The recent decision by Shire plc to relocate its holding company to Ireland
has reignited concerns that UK corporation tax deters companies from locating
in the UK, according to the Institute for Fiscal Studies.
Two papers on this issue, commissioned by the European Tax Policy Forum from
researchers at the Centre for Business Taxation at Oxford University, were published
at a conference of the European Tax Policy Forum and the Institute for Fiscal
Studies on Monday.
The first paper examined the assertion that UK corporation tax deters corporate
headquarters from locating in the country, analysing the reasons why over 200
companies have relocated their corporate headquarters over the last decade,
and arguing that corporate taxes play a significant role.

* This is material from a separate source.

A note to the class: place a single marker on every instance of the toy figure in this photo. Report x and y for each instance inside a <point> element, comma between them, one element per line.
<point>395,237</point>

Commenting on the paper, the IFS observed that:
"Specifically, countries which tax the receipt of dividends received from
foreign subsidiaries (as the UK currently does) are less attractive locations
for headquarters."
"For such countries, the paper shows that the lower the taxes paid by
the foreign subsidiaries, the more tax will be paid on repatriation of profit
to the headquarters, and the greater the incentive to switch headquarter location
to a country which does not tax dividends from foreign subsidiaries."
The Institute continued:
"Around 6% of the sample of headquarters shifted their location in the
last decade. Part of the reason for these shifts was the tax regime in the headquarters
location."
"According to the empirical results, if taxes on foreign subsidiaries
fell by 10 percentage points, that would increase their tax liability for parent
companies resident in countries which taxed repatriated dividends, and induce
a further 2% of headquarters to shift to a more tax-advantaged location."
The second paper released on Monday argued that the UK Government's corporation
tax proposals could damage the UK's competitiveness
This paper provided an economic analysis of the 2007 HM Treasury and HMRC discussion
document, 'Taxation of the Foreign Profits of Companies'.
The IFS explained that:
"It supports one element of the proposal: to exempt the receipt of dividends
from foreign subsidiaries from UK tax."
"But it argues against the anti-avoidance proposals contained in the document
(the proposed 'Controlled Company (CC)' regime). The government proposes to
tax the worldwide 'passive income' (roughly, interest, royalties and dividends)
of any multinational companies headquartered in the UK."
"This goes far beyond the need to protect the UK tax base from profits
being shifted out of the UK, and is likely to create a significant disincentive
to locate headquarters in the UK. If these proposals were implemented, the Shire
example could be the first of many such relocations."